FACE-SAVING SOLUTION

The project, which centres on a core fighter jet supported by drones and linked by a classified "combat cloud," had been in doubt for months as the two sides have wrangled over specifications and control.

A ‌European source briefed on the matter said the two sides were moving towards a face-saving solution in which the systems outside the core fighter, such as ⁠the "combat cloud" of highly secure links, would continue to be developed under the same name: Future Combat Air ‌System or FCAS.

The compromise is mainly symbolic since FCAS is a generic name for such systems and ​not unique to this plan, but officials have been seeking a formula allowing Macron to relinquish the core fighter without having to declare the whole project dead.

Macron and Merz had tried for months to salvage the project and overcome differences between Airbus and Dassault.

There was no immediate comment from the companies but ‌Germany's IG Metall union said it welcomed the decision to end the project, saying it had been clear for ​months that Dassault and Airbus would not be able to cooperate ⁠on an equal footing.

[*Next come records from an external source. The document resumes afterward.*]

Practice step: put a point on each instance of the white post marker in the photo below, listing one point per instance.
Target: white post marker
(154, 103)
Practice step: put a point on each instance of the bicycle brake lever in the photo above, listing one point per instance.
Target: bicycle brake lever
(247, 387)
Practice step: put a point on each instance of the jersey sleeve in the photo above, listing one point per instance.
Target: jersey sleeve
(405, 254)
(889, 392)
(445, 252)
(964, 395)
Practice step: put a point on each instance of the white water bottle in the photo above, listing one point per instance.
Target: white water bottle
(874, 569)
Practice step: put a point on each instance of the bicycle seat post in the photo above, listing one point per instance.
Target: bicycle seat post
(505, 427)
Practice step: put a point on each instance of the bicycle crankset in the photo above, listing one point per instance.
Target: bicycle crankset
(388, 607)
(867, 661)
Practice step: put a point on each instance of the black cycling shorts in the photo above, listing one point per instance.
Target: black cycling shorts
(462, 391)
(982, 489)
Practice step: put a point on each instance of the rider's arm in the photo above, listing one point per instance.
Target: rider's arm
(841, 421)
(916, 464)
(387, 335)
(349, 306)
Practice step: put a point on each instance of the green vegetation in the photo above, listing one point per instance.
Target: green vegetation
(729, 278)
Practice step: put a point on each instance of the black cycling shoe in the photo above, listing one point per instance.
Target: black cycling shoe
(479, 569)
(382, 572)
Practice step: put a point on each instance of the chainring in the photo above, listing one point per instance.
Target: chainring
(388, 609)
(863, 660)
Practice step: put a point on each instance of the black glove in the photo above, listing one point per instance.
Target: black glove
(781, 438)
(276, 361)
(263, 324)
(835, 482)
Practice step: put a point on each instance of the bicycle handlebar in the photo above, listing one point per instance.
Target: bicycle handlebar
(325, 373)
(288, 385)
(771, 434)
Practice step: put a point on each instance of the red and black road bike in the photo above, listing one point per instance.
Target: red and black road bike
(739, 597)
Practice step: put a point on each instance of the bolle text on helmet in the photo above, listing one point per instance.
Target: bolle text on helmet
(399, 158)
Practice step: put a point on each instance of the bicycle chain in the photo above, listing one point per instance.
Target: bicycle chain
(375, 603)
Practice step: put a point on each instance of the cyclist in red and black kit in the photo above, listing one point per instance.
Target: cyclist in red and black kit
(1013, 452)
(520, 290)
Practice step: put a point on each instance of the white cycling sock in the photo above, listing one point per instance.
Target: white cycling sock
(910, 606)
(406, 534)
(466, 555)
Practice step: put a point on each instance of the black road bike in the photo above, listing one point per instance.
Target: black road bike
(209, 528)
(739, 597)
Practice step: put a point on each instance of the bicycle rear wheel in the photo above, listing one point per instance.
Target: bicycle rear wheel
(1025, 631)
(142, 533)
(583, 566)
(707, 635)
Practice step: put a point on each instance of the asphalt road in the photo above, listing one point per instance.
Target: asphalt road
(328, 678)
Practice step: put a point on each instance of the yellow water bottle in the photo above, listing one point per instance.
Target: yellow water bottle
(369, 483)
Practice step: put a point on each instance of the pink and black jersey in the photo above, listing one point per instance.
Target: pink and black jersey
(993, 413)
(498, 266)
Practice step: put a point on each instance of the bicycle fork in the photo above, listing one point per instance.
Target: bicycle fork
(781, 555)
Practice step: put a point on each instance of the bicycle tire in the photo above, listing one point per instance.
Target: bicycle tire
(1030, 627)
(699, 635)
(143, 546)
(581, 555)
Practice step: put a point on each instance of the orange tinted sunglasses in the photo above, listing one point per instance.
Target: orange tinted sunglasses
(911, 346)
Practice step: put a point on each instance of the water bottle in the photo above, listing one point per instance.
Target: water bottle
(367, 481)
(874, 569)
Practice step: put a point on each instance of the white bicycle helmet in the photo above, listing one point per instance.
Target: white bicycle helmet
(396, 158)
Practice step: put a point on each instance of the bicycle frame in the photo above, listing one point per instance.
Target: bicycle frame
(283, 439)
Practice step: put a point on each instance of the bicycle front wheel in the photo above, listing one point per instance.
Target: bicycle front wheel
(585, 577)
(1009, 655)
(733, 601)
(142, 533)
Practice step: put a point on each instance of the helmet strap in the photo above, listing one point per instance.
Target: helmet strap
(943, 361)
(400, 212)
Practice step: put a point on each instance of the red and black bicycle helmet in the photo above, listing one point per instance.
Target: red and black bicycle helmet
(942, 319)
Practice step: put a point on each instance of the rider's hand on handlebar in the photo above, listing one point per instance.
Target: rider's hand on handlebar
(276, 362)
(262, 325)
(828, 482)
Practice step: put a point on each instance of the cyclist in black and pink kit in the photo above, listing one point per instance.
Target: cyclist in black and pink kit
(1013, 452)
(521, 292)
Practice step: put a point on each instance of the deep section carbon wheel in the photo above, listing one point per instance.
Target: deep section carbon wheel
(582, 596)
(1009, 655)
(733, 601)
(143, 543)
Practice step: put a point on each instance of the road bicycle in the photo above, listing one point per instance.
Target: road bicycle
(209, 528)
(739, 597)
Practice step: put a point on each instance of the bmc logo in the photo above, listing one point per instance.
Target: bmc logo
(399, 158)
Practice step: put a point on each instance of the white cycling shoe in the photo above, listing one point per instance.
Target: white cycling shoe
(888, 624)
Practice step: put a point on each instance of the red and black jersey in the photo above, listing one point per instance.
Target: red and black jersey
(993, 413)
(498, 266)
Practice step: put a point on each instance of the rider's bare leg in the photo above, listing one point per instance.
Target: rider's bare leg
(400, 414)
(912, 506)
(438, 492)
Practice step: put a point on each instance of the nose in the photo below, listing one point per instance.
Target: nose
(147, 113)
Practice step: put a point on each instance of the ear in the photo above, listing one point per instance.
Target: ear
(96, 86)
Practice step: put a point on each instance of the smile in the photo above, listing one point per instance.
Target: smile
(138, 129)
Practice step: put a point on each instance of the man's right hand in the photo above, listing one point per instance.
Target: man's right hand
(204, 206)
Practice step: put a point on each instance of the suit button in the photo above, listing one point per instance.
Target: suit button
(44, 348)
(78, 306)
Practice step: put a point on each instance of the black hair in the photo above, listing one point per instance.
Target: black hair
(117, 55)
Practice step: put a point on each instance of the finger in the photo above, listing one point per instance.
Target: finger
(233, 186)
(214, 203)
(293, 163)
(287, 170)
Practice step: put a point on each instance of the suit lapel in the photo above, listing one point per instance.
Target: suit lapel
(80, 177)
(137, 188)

"I would like to thank Friedrich Merz for this difficult but necessary decision, which is in the interests ‌of Germany as an aviation hub and of the workforce." Jürgen Kerner, Deputy Chairman ⁠of IG Metall, said in a statement.

As well as disputes over control of the next phase of development and access to intellectual property, the two sides had widely differing requirements for the aircraft. 

The breakdown over the core fighter echoes France's decision to withdraw from the Eurofighter in the 1980s and follows years of increasingly ​public bickering between Dassault and Airbus.

"SCAF has been on ‌life support for three years," said UK-based defence analyst Francis Tusa, referring to the project's French acronym.

For his part, Merz has openly questioned whether developing a manned ⁠sixth-generation fighter jet still made sense for his country's air force, and said ​Germany did not need a nuclear-capable jet that could land on an aircraft carrier.